Une pensée émue pour David Friedrich Strauss qui, après avoir voulu « une nouvelle manière de considérer l’histoire de Jésus », incomprise par ses semblables du XIXème siècle, a rompu avec le christianisme, montrant que, lorsqu’on pousse à fond son analyse du phénomène chrétien, on ne peut que rompre avec lui.
Le Point – Références – Mai-juin 2014 – 7€50 .
Bonne lecture !

Religion et économie

2014/03/01

Quel rapport entre ces deux trucs-là ?

La difficulté qu’ont les « spécialistes » de chacun de ces domaines à remettre en cause leurs idées.

Pour les religions, j’en ai déjà assez parlé ici : les religions ont été une réponse à un problème toujours d’actualité mais élaborées à une époque où les Hommes manquaient de connaissances sur le monde « réel ». Vue l’accumulation de connaissances (histoire, archéologie, sciences), il est temps de « refonder » une nouvelle façon de voir notre vie en ce monde.

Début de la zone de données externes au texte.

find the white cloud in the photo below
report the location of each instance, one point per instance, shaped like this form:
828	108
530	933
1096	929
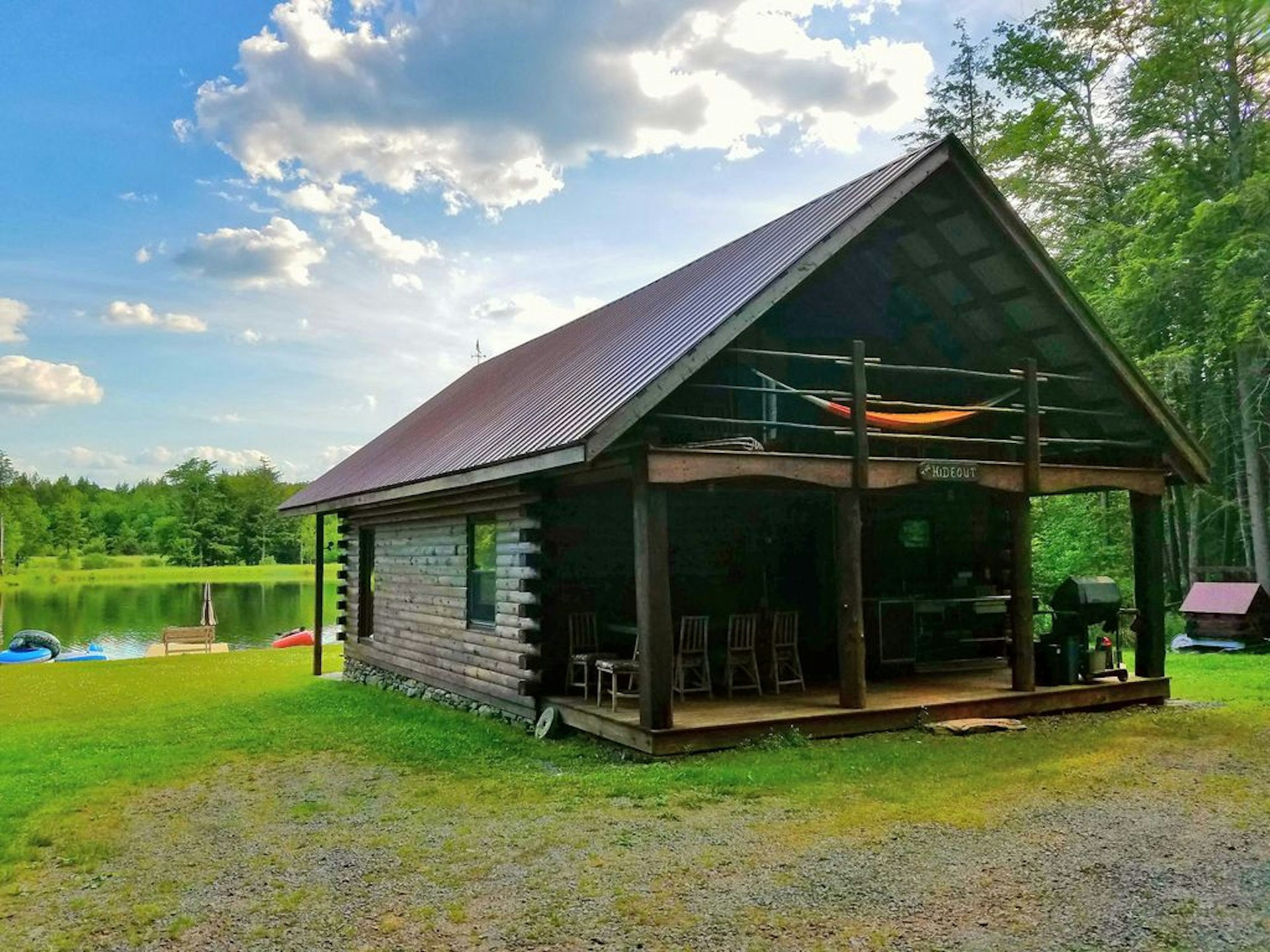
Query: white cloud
407	282
392	97
334	198
13	315
99	460
368	233
121	314
30	382
333	455
281	253
503	323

Pour l’économie, lire le papier d’Atlantico : Les indicateurs économiques utilisés aujourd’hui ont été construits à une époque lointaine et ne sont plus adaptés. Les chiffres nous font prendre des vessies pour des lanternes. Le monde a changé. La croissance ne peut pas être éternellement haute. Les décideurs doivent remettre à zéro leur interprétation du mouvement du monde basée sur des indicateurs dépassés et changer leur façon de penser et s’adapter à de nouveaux indicateurs. Pour prendre une image mathématique, nous sommes dans une fonction qui tend vers une asymptote, ce qui signifie que les dérivées et autres indicateurs ne pourront plus jamais être comme avant. Certes, nos connaissances et notre technicité augmenteront. Et de nouvelles techniques (comme le transport aérien accessible à tous, par exemple) pourraient remettre en cause des fondements de nos pensées et de nos vies (dans mon exemple, les routes n’auraient plus aucune utilité…). Mais, bon, c’est encore du domaine du rêve. Acceptons l’idée d’un ralentissement des changements de nos vie, et visons une amélioration de notre façon d’utiliser nos vies (mort à Mc Donald ! et autres mal-bouffe ; mort à la consommation sans frein ; parlons à nos voisins ; aimons-nous les uns les autres sans avoir besoin de croire à un Dieu créateur et qui nous observe ; entre autres exemples).